No fronte interno, a alta brutal dos juros patrocinada pelo governo ontem à noite serviu para garantir aos investidores estrangeiros que a política cambial será mantida a todo o custo, o que inclui levar o país à recessão. Com um risco cambial consideravelmente menor, os estrangeiros voltaram ao mercado, comprando majoritariamente papéis da Telebrás, a estatal de telecomunicações que deve ser privatizada no meio do ano que vem. As ações do tipo PN (Preferencial Nominativa, que tem preferência na distribuição dos lucros da empresa) fecharam com alta de quase 5% e representaram cerca de metade dos negócios.
No fronte externo, a alta dos principais mercados asiáticos e europeus e também da Bolsa de Nova York (0,82%) serviu para animar os investidores. Segundo operadores, se os compradores vieram de modo geral de fora, os vendedores foram principalmente instituições locais com necessidade de fazer caixa para cobrir os prejuízos dos últimos dias.
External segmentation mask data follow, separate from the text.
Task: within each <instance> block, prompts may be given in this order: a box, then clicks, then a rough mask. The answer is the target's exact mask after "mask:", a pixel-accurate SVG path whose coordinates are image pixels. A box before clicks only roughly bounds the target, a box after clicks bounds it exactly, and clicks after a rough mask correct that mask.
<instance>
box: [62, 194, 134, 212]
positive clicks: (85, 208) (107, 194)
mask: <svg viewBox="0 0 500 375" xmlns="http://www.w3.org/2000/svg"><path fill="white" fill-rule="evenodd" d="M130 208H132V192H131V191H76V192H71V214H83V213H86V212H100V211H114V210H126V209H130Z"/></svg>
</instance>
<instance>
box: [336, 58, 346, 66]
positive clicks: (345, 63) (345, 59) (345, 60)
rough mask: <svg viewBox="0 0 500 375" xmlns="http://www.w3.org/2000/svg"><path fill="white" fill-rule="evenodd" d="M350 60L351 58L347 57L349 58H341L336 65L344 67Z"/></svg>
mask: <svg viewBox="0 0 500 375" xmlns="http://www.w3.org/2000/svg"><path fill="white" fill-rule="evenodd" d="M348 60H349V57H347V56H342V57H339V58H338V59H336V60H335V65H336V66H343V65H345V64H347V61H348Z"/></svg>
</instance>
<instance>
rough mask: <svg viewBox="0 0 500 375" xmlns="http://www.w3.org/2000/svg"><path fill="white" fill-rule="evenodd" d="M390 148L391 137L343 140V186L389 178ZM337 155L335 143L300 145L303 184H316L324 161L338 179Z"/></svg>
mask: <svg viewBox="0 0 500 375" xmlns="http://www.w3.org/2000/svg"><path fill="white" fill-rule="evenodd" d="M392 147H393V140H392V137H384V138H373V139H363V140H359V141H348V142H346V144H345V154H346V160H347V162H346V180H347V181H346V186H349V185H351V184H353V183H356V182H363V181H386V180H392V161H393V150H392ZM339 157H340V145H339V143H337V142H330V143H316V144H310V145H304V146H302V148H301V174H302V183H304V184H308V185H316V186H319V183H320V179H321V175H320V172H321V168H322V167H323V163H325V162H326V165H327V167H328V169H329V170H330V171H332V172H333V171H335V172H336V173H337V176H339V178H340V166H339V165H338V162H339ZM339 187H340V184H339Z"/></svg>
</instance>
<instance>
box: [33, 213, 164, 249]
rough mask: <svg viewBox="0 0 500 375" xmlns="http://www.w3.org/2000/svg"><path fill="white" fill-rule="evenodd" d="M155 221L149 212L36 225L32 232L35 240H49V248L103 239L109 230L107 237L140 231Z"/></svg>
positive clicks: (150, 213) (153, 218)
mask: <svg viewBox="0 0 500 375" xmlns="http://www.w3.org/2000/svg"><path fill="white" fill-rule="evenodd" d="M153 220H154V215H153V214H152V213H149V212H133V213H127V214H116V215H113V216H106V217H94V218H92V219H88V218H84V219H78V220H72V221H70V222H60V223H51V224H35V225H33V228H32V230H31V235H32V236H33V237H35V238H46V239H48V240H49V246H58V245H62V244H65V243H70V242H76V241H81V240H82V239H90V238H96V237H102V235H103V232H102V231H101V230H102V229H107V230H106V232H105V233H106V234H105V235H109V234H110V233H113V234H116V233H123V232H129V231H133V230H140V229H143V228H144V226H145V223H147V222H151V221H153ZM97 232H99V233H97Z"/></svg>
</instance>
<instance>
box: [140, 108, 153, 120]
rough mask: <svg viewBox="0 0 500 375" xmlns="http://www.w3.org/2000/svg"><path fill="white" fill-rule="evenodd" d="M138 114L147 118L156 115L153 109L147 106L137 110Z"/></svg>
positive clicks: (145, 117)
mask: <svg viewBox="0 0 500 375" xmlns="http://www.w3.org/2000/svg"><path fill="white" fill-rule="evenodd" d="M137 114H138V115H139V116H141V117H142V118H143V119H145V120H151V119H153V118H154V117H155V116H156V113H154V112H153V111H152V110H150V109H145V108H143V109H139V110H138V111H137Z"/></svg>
Nos próximos dias, as ações da Bovespa devem continuar oscilando com intensidade, até que os preços encontrem novo patamar. Mas, se Telebrás e outras estatais privatizáveis devem retomar a alta, as ações das empresas privadas não devem ter a mesma sorte. Isso porque a alta dos juros vai
certamente reduzir o nível de atividade, o consumo e os lucros.